The Liberals have resisted, arguing they don’t want to do anything that jeopardizes their ability to use taxes to force down greenhouse gas emissions, and besides, they can’t be sure the gas companies will pass along the savings to consumers. Plus, why put more money into the hands of consumers when the Bank of Canada is moving in exactly the opposite direction to control inflation?
But there’s a real-life experiment in Alberta right now, and it appears to be working. The province cut its 13-cents-a-litre tax in April.
Before then, gas prices in that province were rising hand-in-hand with the other provinces, Statistics Canada says. After it cut the tax, gas prices continued to rise but not by nearly as much. In May, gas in Alberta was up 31.2 per cent on the year. The national average was 48 per cent. In Ontario, gas was up 51.5 per cent.
Politicians of all stripes in Alberta and Ottawa alike are poring through research by University of Calgary economist Trevor Tombe. He found prices these days are 11.5 cents a litre lower in Alberta than the national average.
But Tombe doesn’t stop there. Alberta was able to drive down the price because it is a small market, he says in an interview. Canada is larger and the effect may be to actually increase demand, he says, which dilutes the downward pressure on prices.
More importantly, he points out that if Ottawa got rid of its excise tax on gas, it would miss out on $500 million a month. And it’s important for the federal government to decide whether drivers are the best recipients of that foregone revenue, or would it be better targeted on those who really need help with higher costs.

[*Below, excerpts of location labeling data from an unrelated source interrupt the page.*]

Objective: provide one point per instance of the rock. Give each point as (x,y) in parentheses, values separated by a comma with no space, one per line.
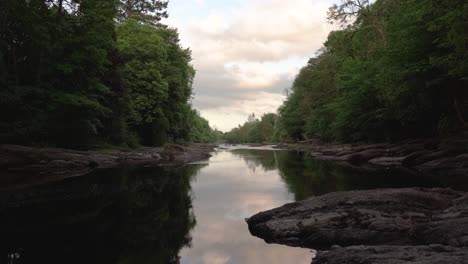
(387,161)
(393,255)
(375,217)
(39,165)
(363,156)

“Personally, I don’t think it’s advisable,” he said.
Tombe isn’t a retail politician though, and the pressure on Freeland mounts with every new release of the consumer price index showing an acceleration of inflation. And so, the gas tax idea is now in the mix, along with other proposals that may eventually see the light of day if inflation persists.
For now, though, plan A is to stick with existing policy and wait for inflation to go away — kind of like those motorists calling CAA from the side of the road. With economists projecting a peak many months from now, there’s only so long Freeland can chug along on policy fumes.